I really like Unity, but today, for the first time, I feel like it was too big a step. Average users won't even see Unity. They're trying to get to any desktop...

Regards,
Effenberg"

I would like to thank people like "Effenberg" for their support.

security vulnerability: yes → no
visibility: private → public
Revision history for this message
Matthew Paul Thomas (mpt) wrote :

manny, thanks for this report. I understand your frustration and that of others on the forums.

To address your points in order:

<http://ubuntuforums.org/showthread.php?t=1860359> obviously illustrates a bug, but the thread does not yet contain any information that a developer could use to identify and fix the bug. If any of the threads linked from <http://ubuntuforums.org/showthread.php?t=1858475> represent a reproducible bug, please do report it individually so it can be fixed.

If upgrading works only some of the time, warning the user is not a reasonable solution -- because it would be asking them to make a decision that they can't possibly have enough information to make. (Will it work on my machine? Nobody knows!) There are two practical solutions: make upgrading more reliable, or not offer the function at all.

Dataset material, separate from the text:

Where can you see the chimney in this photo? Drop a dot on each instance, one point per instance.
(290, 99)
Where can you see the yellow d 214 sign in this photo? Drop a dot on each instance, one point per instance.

Future Ubuntu releases will likely allow automated feedback on whether upgrades succeeded. That will be much more representative, and useful, than manual reporting.

And finally, if any changes are made to the release cycle, they are unlikely to themselves be tracked in bug reports.

For future reference, the Ayatana Design project is a dummy project used by the designers of Unity specifically. It is not for process problems or bugs in packages outside of Unity.

Changed in ayatana-design:
status: New → Invalid
Revision history for this message
manny (estelar57) wrote :

@Matthew Paul Thomas (mpt)

Thanks for the feedback, i was not sure where to place this as it affects many areas in ubuntu.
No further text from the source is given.